Eu sei que a gente se acostuma. 

Mas não devia. 

A gente se acostuma a morar em apartamentos de fundos e a não ter outra vista que não as janelas ao redor. E, porque não tem vista, logo se acostuma a não olhar para fora. E, porque não olha para fora, logo se acostuma a não abrir de todo as cortinas. E, porque não abre as cortinas, logo se acostuma a acender mais cedo a luz. E, à medida que se acostuma, esquece o sol, esquece o ar, esquece a amplidão. 
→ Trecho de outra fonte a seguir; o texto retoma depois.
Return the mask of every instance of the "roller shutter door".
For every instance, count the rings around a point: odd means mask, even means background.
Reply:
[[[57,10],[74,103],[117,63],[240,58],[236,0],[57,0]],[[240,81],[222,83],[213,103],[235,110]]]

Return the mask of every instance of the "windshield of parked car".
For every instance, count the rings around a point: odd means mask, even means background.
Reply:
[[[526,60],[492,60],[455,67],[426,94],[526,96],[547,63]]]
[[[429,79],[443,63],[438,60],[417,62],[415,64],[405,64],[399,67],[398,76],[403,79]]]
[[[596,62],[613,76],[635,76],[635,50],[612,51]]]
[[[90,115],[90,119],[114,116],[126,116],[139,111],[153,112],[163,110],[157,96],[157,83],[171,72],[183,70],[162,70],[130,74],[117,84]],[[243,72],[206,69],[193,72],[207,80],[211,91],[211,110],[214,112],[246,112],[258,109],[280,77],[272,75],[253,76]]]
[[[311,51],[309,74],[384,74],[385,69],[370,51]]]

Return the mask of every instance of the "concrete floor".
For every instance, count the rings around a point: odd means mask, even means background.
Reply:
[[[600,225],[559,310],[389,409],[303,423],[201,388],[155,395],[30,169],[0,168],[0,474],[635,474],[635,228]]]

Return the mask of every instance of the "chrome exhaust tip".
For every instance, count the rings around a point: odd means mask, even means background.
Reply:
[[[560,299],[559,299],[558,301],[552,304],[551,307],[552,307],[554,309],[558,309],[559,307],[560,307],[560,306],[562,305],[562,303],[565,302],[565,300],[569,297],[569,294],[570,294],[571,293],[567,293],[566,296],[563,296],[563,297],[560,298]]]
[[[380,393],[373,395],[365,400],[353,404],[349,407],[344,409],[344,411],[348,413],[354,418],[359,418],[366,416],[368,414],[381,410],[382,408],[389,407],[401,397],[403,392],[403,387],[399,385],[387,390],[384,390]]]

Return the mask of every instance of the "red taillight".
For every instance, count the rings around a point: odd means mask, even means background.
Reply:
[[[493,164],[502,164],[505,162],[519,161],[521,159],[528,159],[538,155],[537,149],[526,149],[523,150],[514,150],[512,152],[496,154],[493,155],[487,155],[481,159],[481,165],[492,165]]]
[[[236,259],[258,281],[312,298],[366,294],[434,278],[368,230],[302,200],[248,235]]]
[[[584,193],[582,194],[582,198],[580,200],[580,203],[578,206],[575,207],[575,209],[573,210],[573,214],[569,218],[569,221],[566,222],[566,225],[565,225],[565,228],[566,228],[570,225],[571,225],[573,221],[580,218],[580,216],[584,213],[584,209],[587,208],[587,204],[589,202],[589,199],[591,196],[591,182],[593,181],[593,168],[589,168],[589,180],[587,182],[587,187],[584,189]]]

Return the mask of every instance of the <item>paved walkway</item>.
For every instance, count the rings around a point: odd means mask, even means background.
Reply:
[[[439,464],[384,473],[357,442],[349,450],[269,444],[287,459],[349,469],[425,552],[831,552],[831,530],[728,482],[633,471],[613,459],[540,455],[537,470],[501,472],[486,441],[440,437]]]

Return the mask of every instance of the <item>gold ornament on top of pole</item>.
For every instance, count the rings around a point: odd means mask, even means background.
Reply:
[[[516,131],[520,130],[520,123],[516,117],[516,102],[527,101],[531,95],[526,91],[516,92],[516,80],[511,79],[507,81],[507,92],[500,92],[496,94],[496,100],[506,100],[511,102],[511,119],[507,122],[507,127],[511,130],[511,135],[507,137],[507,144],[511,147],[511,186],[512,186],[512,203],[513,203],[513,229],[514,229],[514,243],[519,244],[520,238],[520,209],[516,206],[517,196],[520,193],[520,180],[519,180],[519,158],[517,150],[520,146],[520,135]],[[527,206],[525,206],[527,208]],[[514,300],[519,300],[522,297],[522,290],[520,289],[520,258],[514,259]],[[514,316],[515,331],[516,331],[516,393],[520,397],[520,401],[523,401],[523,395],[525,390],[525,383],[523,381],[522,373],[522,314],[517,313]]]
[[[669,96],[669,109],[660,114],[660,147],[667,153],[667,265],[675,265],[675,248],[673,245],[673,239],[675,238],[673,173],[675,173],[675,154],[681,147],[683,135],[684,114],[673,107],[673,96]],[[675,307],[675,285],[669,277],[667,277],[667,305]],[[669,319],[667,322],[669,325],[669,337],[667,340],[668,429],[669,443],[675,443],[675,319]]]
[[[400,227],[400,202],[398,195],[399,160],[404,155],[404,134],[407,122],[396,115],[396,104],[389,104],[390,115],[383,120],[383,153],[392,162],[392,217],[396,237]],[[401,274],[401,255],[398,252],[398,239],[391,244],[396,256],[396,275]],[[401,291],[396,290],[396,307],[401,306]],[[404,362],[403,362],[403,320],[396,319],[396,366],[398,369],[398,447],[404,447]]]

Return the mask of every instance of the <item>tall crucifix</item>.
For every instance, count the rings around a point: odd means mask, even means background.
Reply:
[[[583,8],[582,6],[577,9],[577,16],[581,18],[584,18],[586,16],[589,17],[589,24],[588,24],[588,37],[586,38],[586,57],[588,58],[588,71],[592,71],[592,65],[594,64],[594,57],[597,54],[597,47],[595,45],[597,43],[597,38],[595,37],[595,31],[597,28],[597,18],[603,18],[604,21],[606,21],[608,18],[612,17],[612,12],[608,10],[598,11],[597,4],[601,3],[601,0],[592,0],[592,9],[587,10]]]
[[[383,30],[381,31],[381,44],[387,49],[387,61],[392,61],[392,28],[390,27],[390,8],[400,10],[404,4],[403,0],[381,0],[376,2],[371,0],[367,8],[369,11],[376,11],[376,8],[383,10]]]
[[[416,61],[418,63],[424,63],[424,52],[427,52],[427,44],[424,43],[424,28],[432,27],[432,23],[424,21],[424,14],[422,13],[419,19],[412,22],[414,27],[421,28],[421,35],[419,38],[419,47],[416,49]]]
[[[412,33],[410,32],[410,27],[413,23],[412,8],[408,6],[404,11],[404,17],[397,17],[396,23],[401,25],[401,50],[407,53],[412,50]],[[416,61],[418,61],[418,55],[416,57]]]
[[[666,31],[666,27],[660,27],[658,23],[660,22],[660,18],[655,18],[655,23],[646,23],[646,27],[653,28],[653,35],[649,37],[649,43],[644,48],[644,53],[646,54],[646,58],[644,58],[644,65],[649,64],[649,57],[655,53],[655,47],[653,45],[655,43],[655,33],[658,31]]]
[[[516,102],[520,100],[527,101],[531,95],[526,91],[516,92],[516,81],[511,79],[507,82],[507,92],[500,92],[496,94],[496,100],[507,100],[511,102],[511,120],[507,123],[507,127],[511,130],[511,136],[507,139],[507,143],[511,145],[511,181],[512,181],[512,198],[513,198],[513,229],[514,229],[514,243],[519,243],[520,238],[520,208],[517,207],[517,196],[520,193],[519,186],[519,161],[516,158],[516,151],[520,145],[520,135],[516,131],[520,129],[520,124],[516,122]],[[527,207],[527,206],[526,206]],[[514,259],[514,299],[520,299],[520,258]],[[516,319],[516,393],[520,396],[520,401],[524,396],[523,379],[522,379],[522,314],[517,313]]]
A gente se acostuma a acordar de manhã sobressaltado porque está na hora. A tomar o café correndo porque está atrasado. A ler o jornal no ônibus porque não pode perder o tempo da viagem. A comer sanduíche porque não dá para almoçar. A sair do trabalho porque já é noite. A cochilar no ônibus porque está cansado. A deitar cedo e dormir pesado sem ter vivido o dia. 

A gente se acostuma a abrir o jornal e a ler sobre a guerra. E, aceitando a guerra, aceita os mortos e que haja números para os mortos. E, aceitando os números, aceita não acreditar nas negociações de paz. E, não acreditando nas negociações de paz, aceita ler todo dia da guerra, dos números, da longa duração.(...)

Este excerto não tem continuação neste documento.